Kafka consumer principle
For a partition, the consumer group will continue to consume according to the last consumption offset. If it is a new group with no offset, it will consume from the latest message.
Offset of the storage
Offset is stored in a particular topic of the broker.
The renewal of the offset
The default is every 5 seconds. Updates can be submitted automatically or manually
Kafka consumer spending strategy
A consumption group corresponds to all partitions of a topic. If the number of consumers in the group is greater than the number of partitions, the extra consumers cannot be consumed.
The number of consumers is less than the number of partitions.
- Range: Part for each consumer
- Round Robin: Each person is assigned a partition.
- Stiky: Sticky, self baidu
This can also be specified manually.
Principle:
- Partition as evenly as possible.
- The result is the same as last time.
Rebalance partition reallocation
- The number of consumers has changed
- The number of partitions has changed
How to increase consumer consumption speed?
- Increase the number of zones, try to ensure that the number of consumers and the number of zones 1:1.
- The code side improves processing speed on the consumption side.
- Increase the number of messages that consumers pull at a time; Enable message compression (ensure that the broker and producer use an algorithm).
- If message consistency is not considered, override the partition to distribute messages as evenly as possible.
Why is Kafka so fast
- Sequential read and write +PageCache: Kafka is written to memory first, and the operating system brushes the disk to write files (this process may cause message loss). Message is appended to the end of the file, not written randomly.

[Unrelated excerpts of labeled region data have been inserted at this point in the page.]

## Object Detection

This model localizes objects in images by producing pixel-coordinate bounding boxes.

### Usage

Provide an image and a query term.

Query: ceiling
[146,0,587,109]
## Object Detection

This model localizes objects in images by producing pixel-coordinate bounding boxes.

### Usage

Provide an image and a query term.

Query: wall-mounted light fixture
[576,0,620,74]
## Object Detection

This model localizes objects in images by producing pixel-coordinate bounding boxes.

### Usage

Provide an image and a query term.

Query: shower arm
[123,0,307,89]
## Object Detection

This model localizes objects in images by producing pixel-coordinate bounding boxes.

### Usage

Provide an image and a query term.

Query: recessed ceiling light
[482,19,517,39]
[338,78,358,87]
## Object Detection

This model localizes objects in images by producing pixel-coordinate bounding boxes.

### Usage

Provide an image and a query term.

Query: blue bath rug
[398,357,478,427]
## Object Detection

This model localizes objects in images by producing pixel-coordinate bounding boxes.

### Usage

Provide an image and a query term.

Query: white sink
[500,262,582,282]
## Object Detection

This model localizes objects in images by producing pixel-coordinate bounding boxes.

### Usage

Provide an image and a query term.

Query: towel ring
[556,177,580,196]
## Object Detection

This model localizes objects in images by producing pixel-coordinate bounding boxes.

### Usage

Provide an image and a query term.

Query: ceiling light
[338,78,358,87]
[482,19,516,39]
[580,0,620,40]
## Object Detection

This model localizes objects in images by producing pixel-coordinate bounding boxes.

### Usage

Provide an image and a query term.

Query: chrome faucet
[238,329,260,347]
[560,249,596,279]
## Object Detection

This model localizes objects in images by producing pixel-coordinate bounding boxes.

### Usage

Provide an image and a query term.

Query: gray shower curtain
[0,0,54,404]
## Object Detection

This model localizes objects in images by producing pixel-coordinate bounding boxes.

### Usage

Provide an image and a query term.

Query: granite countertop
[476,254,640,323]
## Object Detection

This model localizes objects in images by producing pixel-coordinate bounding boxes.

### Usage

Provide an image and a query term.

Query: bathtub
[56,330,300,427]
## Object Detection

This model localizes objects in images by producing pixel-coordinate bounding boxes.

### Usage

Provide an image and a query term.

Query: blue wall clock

- Indexes :offset and timestamp indexes
- Batch read/write and file compression: message accumulator reduces network IO
- Zero copy: DMA, direct memory access.
Kafka messages do not lose configuration
- The producer uses the send method that brings back calls, and can process messages according to their loss.
- Acks =all: ensures that all followers are successfully dropped.
- Reties sets a large value: multiple retries.
- Unclean. Leader. Election. Enable = false: off by default, does not allow the isr collection of followers to participate in the election.
- Increase the number of copies, >=3
- Set min.insync.replics > 1: The broker side parameter to control the minimum number of copies in the ISR and the number of copies written to the message before it is committed. Recommend replication. Factor = min. Insync. Replics + 1
- Ensure message consumption completes before submission. The consumer enable.auto.mit is best set to false and controls the submission of updates to offset itself.